KISKANÇ ERKEK MESELESİ
Maddeler halinde ilerleyelim sevgili okur, öyle daha kolay olacak.

Sarhan kıskanç bir adam. Benim işim onun için, “Karısının işi” olarak katlanmaya çalıştığı bir nevi Çin işkencesi. Daha basit bir anlatımla, kocamı bir koltuğa bağlayıp göz bebeklerine toplu iğne batırsanız daha az acı çekmesi kuvvetle muhtemel ama elinden bir şey gelmiyor.

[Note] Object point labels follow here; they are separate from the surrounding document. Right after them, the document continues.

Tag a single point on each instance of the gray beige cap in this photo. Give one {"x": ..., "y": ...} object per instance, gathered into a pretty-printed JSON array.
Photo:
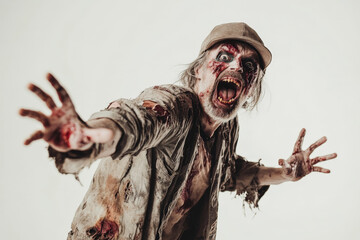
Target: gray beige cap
[{"x": 237, "y": 31}]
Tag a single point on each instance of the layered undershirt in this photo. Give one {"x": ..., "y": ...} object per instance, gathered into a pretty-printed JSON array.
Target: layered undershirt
[{"x": 195, "y": 186}]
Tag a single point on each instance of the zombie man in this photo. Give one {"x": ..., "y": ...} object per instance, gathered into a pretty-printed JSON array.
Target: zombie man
[{"x": 168, "y": 153}]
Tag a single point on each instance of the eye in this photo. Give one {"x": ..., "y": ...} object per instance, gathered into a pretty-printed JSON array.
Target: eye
[
  {"x": 224, "y": 57},
  {"x": 249, "y": 66}
]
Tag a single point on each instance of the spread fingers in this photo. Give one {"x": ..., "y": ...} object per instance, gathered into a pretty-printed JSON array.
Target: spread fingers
[
  {"x": 320, "y": 169},
  {"x": 44, "y": 96},
  {"x": 299, "y": 141},
  {"x": 316, "y": 144},
  {"x": 323, "y": 158},
  {"x": 36, "y": 115},
  {"x": 35, "y": 136}
]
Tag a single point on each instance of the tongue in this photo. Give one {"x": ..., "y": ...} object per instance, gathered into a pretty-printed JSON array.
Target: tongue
[{"x": 226, "y": 93}]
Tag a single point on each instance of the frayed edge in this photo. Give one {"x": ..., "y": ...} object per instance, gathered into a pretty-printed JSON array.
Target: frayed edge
[{"x": 76, "y": 175}]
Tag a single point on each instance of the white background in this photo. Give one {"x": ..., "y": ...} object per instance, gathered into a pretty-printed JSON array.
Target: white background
[{"x": 104, "y": 50}]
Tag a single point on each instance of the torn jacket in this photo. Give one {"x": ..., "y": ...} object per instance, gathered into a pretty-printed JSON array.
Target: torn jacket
[{"x": 136, "y": 188}]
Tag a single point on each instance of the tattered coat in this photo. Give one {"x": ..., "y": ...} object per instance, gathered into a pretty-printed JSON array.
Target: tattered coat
[{"x": 134, "y": 190}]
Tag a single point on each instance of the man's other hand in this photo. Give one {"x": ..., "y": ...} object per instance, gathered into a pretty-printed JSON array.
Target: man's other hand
[{"x": 63, "y": 129}]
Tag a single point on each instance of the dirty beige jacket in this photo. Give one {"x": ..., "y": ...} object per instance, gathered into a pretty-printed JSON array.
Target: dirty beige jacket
[{"x": 135, "y": 189}]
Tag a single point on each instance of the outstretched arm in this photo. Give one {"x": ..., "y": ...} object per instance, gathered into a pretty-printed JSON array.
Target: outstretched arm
[
  {"x": 298, "y": 165},
  {"x": 63, "y": 129}
]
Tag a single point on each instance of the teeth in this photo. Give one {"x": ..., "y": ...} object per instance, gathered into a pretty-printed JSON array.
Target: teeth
[
  {"x": 226, "y": 102},
  {"x": 232, "y": 81}
]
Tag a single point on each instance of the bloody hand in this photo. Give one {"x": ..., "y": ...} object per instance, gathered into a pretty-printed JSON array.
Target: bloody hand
[
  {"x": 63, "y": 129},
  {"x": 299, "y": 164}
]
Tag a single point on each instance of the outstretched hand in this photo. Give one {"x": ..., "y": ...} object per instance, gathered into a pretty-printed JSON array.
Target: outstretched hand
[
  {"x": 63, "y": 129},
  {"x": 299, "y": 164}
]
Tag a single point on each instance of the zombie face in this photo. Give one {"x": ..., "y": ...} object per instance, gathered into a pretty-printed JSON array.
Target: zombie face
[{"x": 226, "y": 79}]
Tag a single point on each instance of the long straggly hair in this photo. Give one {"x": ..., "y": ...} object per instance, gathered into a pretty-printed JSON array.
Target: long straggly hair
[{"x": 188, "y": 79}]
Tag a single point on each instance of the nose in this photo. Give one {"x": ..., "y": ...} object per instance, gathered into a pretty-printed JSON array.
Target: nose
[{"x": 236, "y": 66}]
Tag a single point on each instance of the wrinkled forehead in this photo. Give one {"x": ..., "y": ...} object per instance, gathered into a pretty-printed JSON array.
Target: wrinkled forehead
[{"x": 236, "y": 47}]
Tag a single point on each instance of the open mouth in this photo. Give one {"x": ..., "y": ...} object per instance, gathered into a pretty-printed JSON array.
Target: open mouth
[{"x": 228, "y": 90}]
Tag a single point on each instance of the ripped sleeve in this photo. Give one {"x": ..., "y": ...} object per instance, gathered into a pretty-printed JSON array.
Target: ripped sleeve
[
  {"x": 242, "y": 178},
  {"x": 158, "y": 117}
]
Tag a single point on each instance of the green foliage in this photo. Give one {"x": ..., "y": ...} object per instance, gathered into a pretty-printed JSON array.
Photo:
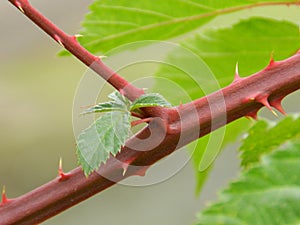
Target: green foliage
[
  {"x": 263, "y": 137},
  {"x": 111, "y": 23},
  {"x": 268, "y": 193},
  {"x": 150, "y": 100},
  {"x": 249, "y": 42},
  {"x": 118, "y": 103},
  {"x": 104, "y": 137},
  {"x": 109, "y": 132}
]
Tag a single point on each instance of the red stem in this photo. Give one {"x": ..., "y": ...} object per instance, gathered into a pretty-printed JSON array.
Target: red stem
[
  {"x": 178, "y": 126},
  {"x": 71, "y": 44},
  {"x": 168, "y": 130}
]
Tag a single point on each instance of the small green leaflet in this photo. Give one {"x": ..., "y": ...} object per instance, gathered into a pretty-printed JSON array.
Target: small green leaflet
[
  {"x": 110, "y": 131},
  {"x": 264, "y": 137},
  {"x": 118, "y": 103},
  {"x": 104, "y": 107},
  {"x": 268, "y": 193},
  {"x": 150, "y": 100}
]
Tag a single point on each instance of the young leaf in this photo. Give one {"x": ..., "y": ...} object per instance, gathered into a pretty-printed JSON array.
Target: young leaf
[
  {"x": 266, "y": 194},
  {"x": 118, "y": 98},
  {"x": 118, "y": 103},
  {"x": 249, "y": 42},
  {"x": 149, "y": 100},
  {"x": 113, "y": 22},
  {"x": 263, "y": 138},
  {"x": 104, "y": 107},
  {"x": 104, "y": 137}
]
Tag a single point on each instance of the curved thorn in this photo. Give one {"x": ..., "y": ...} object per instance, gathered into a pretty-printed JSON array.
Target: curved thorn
[
  {"x": 4, "y": 197},
  {"x": 56, "y": 37},
  {"x": 142, "y": 171},
  {"x": 19, "y": 6},
  {"x": 237, "y": 76},
  {"x": 277, "y": 105},
  {"x": 266, "y": 103},
  {"x": 252, "y": 115},
  {"x": 125, "y": 168}
]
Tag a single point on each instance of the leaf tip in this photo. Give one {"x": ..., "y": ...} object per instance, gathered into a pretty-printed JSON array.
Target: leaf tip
[
  {"x": 272, "y": 62},
  {"x": 62, "y": 176}
]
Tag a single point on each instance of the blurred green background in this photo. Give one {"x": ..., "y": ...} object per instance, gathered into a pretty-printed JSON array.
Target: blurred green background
[{"x": 36, "y": 96}]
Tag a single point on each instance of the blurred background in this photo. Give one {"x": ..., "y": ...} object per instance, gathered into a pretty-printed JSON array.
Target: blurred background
[{"x": 36, "y": 98}]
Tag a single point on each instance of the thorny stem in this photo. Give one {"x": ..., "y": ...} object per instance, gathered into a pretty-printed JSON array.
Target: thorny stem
[
  {"x": 168, "y": 130},
  {"x": 71, "y": 44}
]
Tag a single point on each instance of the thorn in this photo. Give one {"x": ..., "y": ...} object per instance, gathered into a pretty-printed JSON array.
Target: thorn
[
  {"x": 142, "y": 171},
  {"x": 237, "y": 76},
  {"x": 101, "y": 56},
  {"x": 4, "y": 197},
  {"x": 137, "y": 122},
  {"x": 272, "y": 62},
  {"x": 18, "y": 4},
  {"x": 265, "y": 102},
  {"x": 58, "y": 40},
  {"x": 62, "y": 176},
  {"x": 252, "y": 115},
  {"x": 277, "y": 105},
  {"x": 78, "y": 35},
  {"x": 125, "y": 168}
]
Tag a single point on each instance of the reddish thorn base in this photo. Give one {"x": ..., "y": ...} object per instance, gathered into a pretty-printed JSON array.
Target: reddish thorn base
[
  {"x": 277, "y": 105},
  {"x": 142, "y": 171},
  {"x": 63, "y": 176},
  {"x": 252, "y": 115}
]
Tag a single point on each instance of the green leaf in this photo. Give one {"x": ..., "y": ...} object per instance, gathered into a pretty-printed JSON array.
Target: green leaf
[
  {"x": 249, "y": 42},
  {"x": 268, "y": 193},
  {"x": 264, "y": 137},
  {"x": 104, "y": 107},
  {"x": 118, "y": 103},
  {"x": 104, "y": 137},
  {"x": 118, "y": 98},
  {"x": 111, "y": 23},
  {"x": 213, "y": 143},
  {"x": 150, "y": 100}
]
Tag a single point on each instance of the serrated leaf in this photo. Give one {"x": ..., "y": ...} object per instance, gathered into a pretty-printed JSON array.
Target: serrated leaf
[
  {"x": 249, "y": 42},
  {"x": 266, "y": 194},
  {"x": 104, "y": 107},
  {"x": 150, "y": 100},
  {"x": 104, "y": 137},
  {"x": 264, "y": 137},
  {"x": 111, "y": 23},
  {"x": 118, "y": 98},
  {"x": 214, "y": 143}
]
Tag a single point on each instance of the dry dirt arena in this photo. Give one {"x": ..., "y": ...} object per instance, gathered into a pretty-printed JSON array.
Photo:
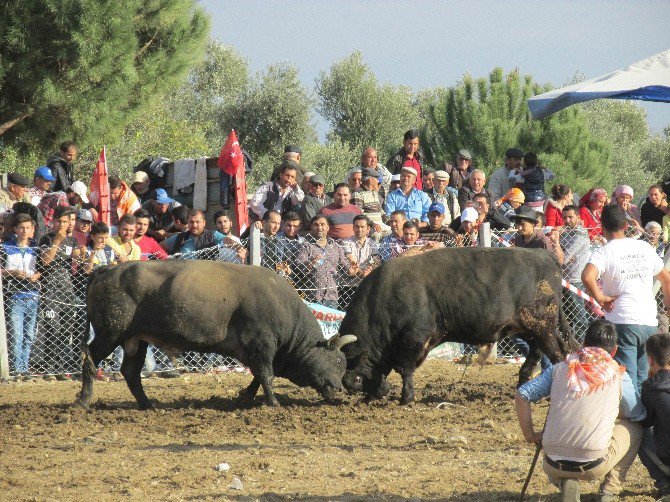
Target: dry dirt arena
[{"x": 458, "y": 442}]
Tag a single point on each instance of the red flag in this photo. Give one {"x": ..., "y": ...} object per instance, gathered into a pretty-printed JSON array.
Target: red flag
[
  {"x": 230, "y": 160},
  {"x": 241, "y": 209},
  {"x": 100, "y": 185}
]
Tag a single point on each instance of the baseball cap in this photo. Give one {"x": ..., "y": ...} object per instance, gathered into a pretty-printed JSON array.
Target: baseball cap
[
  {"x": 18, "y": 179},
  {"x": 85, "y": 215},
  {"x": 292, "y": 149},
  {"x": 442, "y": 175},
  {"x": 436, "y": 206},
  {"x": 79, "y": 188},
  {"x": 140, "y": 177},
  {"x": 469, "y": 214},
  {"x": 370, "y": 173},
  {"x": 465, "y": 153},
  {"x": 45, "y": 173},
  {"x": 162, "y": 197}
]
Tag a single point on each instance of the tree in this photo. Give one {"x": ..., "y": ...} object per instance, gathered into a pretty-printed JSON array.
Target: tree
[
  {"x": 275, "y": 109},
  {"x": 361, "y": 111},
  {"x": 487, "y": 116},
  {"x": 212, "y": 90},
  {"x": 83, "y": 69}
]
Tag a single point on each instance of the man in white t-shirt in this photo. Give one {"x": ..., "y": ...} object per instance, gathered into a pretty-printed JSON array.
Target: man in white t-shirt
[{"x": 627, "y": 268}]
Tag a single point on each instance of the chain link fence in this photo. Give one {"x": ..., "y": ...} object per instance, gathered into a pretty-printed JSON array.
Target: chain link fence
[{"x": 45, "y": 315}]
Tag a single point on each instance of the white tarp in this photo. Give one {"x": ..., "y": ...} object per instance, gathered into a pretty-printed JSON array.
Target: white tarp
[{"x": 647, "y": 80}]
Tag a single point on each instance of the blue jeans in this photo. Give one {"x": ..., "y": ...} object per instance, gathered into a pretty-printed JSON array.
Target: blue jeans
[
  {"x": 23, "y": 318},
  {"x": 648, "y": 457},
  {"x": 632, "y": 353},
  {"x": 525, "y": 348}
]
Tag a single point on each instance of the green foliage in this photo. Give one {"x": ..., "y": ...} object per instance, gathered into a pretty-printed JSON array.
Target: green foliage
[
  {"x": 275, "y": 109},
  {"x": 362, "y": 112},
  {"x": 84, "y": 69},
  {"x": 636, "y": 157},
  {"x": 213, "y": 90},
  {"x": 487, "y": 116},
  {"x": 157, "y": 133}
]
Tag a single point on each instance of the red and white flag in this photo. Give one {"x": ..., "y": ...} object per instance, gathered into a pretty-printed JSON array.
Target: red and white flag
[
  {"x": 100, "y": 185},
  {"x": 230, "y": 159}
]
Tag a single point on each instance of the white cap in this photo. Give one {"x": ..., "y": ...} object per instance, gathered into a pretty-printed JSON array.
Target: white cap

Elinden bir şey gelmiyor çünkü ben efendi bir insanım. Yani yerli yersiz, “Ama benim kişisel haklarım, özgürlüklerim” yapmadan evin huzuru kaçmasın bağlamında (tipik Karadenizli kadını) genel olarak sakin takılıyorum.

Sakin takılıyorum ancak zaman zaman bir el boğazıma çökmüş gibi geliyor ve şarlıyorum. Yine de bir şekilde asgari müşterekte buluşuyoruz. Birlikte yaşamayı öğrendik, malum, on beş sene bitti.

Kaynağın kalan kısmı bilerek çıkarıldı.